"Inaccettabili, offensive e non corrispondenti alla realtà": così l'Inter ha risposto prontamente a Reinaldo Rueda, c.t. del Cile, che aveva accusato il club nerazzurro di non rispettare la sua nazionale, di curare male Alexis Sanchez e di tenere un comportamento con mentalità da "impero coloniale". Un'uscita inaccettabile, come ha giustamente rimarcato il club nerazzurro. Posizione rafforzata dalle parole di Rudi Völler, attuale diesse del Bayer Leverkusen: "Quello che fanno i cileni è molto fastidioso – ha detto l'ex attaccante della Roma –. I giocatori si stancano, la cosa va avanti da molto tempo. Non tengono conto dei club. Anche quando i giocatori non stanno bene, devono andare a giocare. Ti senti preso in giro". Due a zero e palla al centro. E non a caso ieri Rueda ha fatto un passo indietro, evidentemente rendendosi conto di aver straparlato. Stasera, a Caracas contro il Venezuela, vedremo l'uso che ne farà. E se sarà ancora avventato oppure oculato.
Al di là delle raccomandazioni disattese dell'Inter, delle parole inqualificabili di Rueda e di un calendario anacronistico visto il momento, il punto cruciale resta uno: il calciatore. Perché Conte e Marotta possono instaurare qualsiasi tipo di dialogo con le varie federazioni e i commissari tecnici possono avere idee più o meno aderenti alla linea dei club, ma poi la discriminante principale rimane il pensiero del giocatore. Sta a lui, e solo a lui, prendere la decisione finale sul come e quanto gestirsi. Se da un lato c'è Kolarov che ha preso una posizione netta a salvaguardia della sua salute, non scendendo in campo in un match molto importante per la sua Serbia come lo spareggio con la Scozia per Euro 2020, dall'altra c'è chi come Sanchez fa prevalere sempre e comunque la voglia di offrire un proprio contributo. I 6 minuti più recupero che Rueda gli ha concesso contro il Perù, nonostante il 2-0 rassicurante e tutto il pregresso alle spalle, sanno tanto di provocazione. Parliamoci chiaro: Sanchez è un professionista esemplare, maniacale nella cura della forma fisica. E di certo non è un calciatore decrepito, dato che a dicembre compirà 32 anni e non 40. Legittima la sua aspirazione di giocare con la maglia della Roja e di puntare al suo terzo Mondiale, ci mancherebbe altro. Alexis è un generoso, uno che non si risparmia mai: anche questa è la sua forza. E non è assolutamente questione di rapporti lavorativi: il "eh ma ti paga il club" non esiste come tesi. Le nazionali sono sacre, hanno fatto la storia del calcio e, si spera, continueranno a farla. Solo grande ammirazione per chi continua a tenerci tanto.
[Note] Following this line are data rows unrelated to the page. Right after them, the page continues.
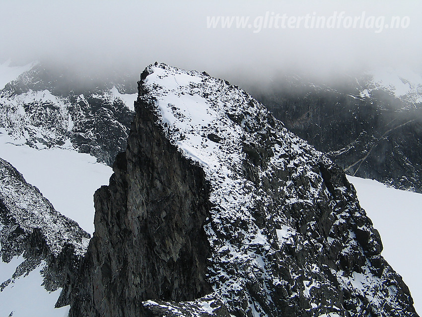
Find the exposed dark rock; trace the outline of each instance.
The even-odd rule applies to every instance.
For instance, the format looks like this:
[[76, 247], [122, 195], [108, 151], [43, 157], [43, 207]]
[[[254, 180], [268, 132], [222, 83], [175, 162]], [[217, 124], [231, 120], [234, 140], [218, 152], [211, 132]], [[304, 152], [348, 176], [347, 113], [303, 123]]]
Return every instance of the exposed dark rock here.
[[251, 90], [287, 129], [348, 174], [422, 192], [422, 107], [385, 89], [362, 96], [367, 80], [353, 78], [335, 88], [295, 81]]
[[[56, 211], [38, 189], [28, 184], [10, 163], [0, 158], [0, 257], [9, 263], [14, 256], [24, 260], [7, 281], [14, 280], [42, 264], [43, 285], [52, 291], [73, 280], [90, 238], [74, 221]], [[69, 305], [62, 294], [58, 306]]]
[[418, 316], [341, 168], [224, 80], [141, 79], [70, 316]]
[[32, 147], [74, 149], [111, 165], [126, 148], [133, 112], [111, 89], [136, 91], [125, 77], [114, 79], [35, 65], [0, 90], [0, 128]]

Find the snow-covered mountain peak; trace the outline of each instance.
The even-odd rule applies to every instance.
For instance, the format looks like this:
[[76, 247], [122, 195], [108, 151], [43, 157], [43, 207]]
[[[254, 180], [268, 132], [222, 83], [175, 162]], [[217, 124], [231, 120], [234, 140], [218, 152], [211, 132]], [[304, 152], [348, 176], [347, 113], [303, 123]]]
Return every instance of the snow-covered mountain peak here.
[[381, 89], [413, 104], [422, 103], [422, 76], [409, 69], [392, 68], [367, 72], [369, 92]]
[[417, 316], [330, 159], [206, 73], [156, 64], [138, 88], [71, 314]]

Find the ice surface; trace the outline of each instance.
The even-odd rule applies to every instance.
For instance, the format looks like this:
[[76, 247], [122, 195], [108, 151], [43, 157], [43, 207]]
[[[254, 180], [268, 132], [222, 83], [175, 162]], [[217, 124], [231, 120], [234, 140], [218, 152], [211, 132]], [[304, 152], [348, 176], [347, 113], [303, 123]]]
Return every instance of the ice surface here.
[[360, 205], [381, 235], [382, 255], [409, 286], [417, 312], [422, 312], [422, 194], [348, 176]]
[[39, 151], [27, 145], [16, 146], [8, 143], [10, 141], [7, 135], [0, 134], [0, 158], [38, 187], [56, 210], [92, 234], [93, 196], [108, 183], [111, 167], [97, 163], [88, 154], [57, 148]]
Sanchez non è il primo e non sarà l'ultimo giocatore a voler dare tutto sé stesso per la propria nazionale. Un sentimento di orgoglio e allo stesso tempo di gratitudine. Bellissimo se paragonato a chi invece lo avverte come un peso, in un mondo che perde ogni giorno un pezzo di passione e di appartenenza ai reali valori dello sport. Ma poi c'è la questione fisica. Ed è evidente che oggi Sanchez stia chiedendo troppo al proprio fisico. Questo è il vero nodo. Non c'entra Conte, non c'entra Rueda, non c'entra niente e nessuno: c'entra solo lui e il suo fisico. Sanchez era arrivato a Milano un anno e mezzo fa in condizioni non ottimali e poi, nel momento migliore, si era dovuto fermare per il grave infortunio patito in quell'amichevole disgraziata contro la Colombia. Dopo mesi era tornato a disposizione, facendo capire chiaramente quanto fosse mancato il suo apporto in stagione. Apprezzabile la sua voglia di restare a Milano, agevolando la trattativa con il Manchester United con rinunce personali sotto il profilo economico. Ora nessuno gli chiede di scegliere tra l'Inter e il Cile, perché sarebbe come chiedergli di scegliere tra mamma e papà. Però che sia responsabile e che si gestisca con maggior intelligenza, perché non avrà 40 anni ma neanche 20. Rispetti la sua sana voglia di difendere i colori della Roja, però cerchi di non compromettere gli impegni con l'Inter. Un club che merita il massimo del rispetto.